Parents have been asked to be "vigilant" of changes in children's behaviour as schools fully reopen.
Dr Anastasia Giannakopoulou, a senior lecturer in psychology, said it was important "to watch out for any moodiness and abusive behaviours".
Children were "resilient" but the full impact of coronavirus lockdowns would not be known for years, she added.
Parents have reported changes in their children's attitudes but said they were "feeling positive" about the future.
Dr Giannakopoulou, based at the University of Bedfordshire in Luton, said "every child is an individual", with some internalising their problems and others channelling them into aggression.
"Parents need to be vigilant, because they are the ones that will be able to truly identify certain behaviours of their children," she said.
"A lot more research is necessary as some of the impacts will not become obvious until five or 10 years down the line."
'Changed so much'
Jessica Morrison, 24, from Buckinghamshire, has juggled studying for her masters degree with looking after her three children aged two, four and seven.
"My children's behaviour has deteriorated - we've had more tantrums and we've had challenges at bed times," she said.
"My son used to walk to school every day, but now he doesn't want to go out the door. He just has no motivation."
She said she was "feeling positive" about the future, and praised her children's school for "working hard" with them.
"My kids are good at bouncing back and I'm hoping they'll be OK in the long-term emotionally."
Claudia Montalbetti, 32, from Bedford, had her fourth boy in January, and said he had been her family's "saving grace".
"My eldest child, Alfie, 12, has changed so much.

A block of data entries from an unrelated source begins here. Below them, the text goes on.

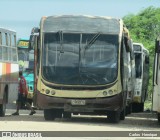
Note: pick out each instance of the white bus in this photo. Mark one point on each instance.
(142, 77)
(8, 69)
(156, 80)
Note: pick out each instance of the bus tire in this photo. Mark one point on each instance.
(3, 106)
(66, 115)
(113, 116)
(49, 114)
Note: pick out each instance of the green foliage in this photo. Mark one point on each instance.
(145, 28)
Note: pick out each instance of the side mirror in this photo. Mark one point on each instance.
(128, 44)
(157, 49)
(31, 42)
(147, 60)
(33, 36)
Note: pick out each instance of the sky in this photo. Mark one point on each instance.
(23, 15)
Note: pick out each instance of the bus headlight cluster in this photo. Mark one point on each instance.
(52, 92)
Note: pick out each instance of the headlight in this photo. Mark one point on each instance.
(110, 92)
(47, 91)
(105, 93)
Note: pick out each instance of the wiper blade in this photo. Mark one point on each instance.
(92, 41)
(61, 41)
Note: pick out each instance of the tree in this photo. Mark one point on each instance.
(145, 28)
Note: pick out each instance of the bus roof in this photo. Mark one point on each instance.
(81, 23)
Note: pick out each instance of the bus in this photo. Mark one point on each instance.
(130, 75)
(142, 77)
(26, 64)
(131, 80)
(80, 66)
(156, 80)
(8, 70)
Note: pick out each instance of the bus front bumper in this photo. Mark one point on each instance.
(114, 103)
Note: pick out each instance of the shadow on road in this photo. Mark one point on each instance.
(135, 120)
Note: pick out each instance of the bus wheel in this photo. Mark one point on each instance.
(66, 115)
(49, 114)
(3, 107)
(113, 116)
(158, 117)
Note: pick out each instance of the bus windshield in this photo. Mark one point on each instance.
(138, 64)
(79, 58)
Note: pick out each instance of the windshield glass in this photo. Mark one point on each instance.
(80, 59)
(138, 63)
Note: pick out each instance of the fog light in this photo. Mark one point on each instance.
(47, 91)
(105, 93)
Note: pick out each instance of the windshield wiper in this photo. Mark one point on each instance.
(61, 41)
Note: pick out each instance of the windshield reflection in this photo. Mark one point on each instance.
(77, 59)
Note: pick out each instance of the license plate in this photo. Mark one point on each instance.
(78, 102)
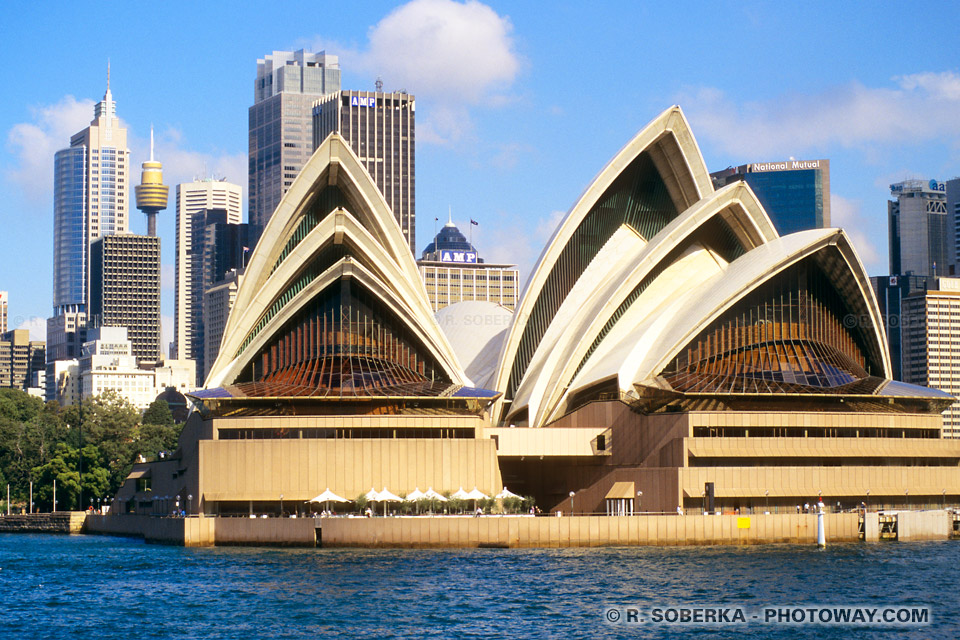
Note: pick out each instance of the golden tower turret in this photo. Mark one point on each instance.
(151, 192)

He won't go for a walk with his friends as he's frightened of coronavirus.
"Frankie, who's nine, hates being inside. He's suffered as he hasn't been able to socialise with his friends and Tommy [aged six], when he goes back to school it's going to be like his first day from two years ago.
"My eldest, this will change him forever.
"Life is going to be OK, we will get back to normal. It might not be the normal we knew before, but it will be the new normal."
Dr Giannakopoulou, who is also a specialist in child development and learning, said there could be positives for the generation of home-schooled children.
She added: "The benefit out of this [pandemic] is this generation of children will, I believe, end up being more resilient and more ready to adapt to new situations and challenges in life, and able to think outside the box."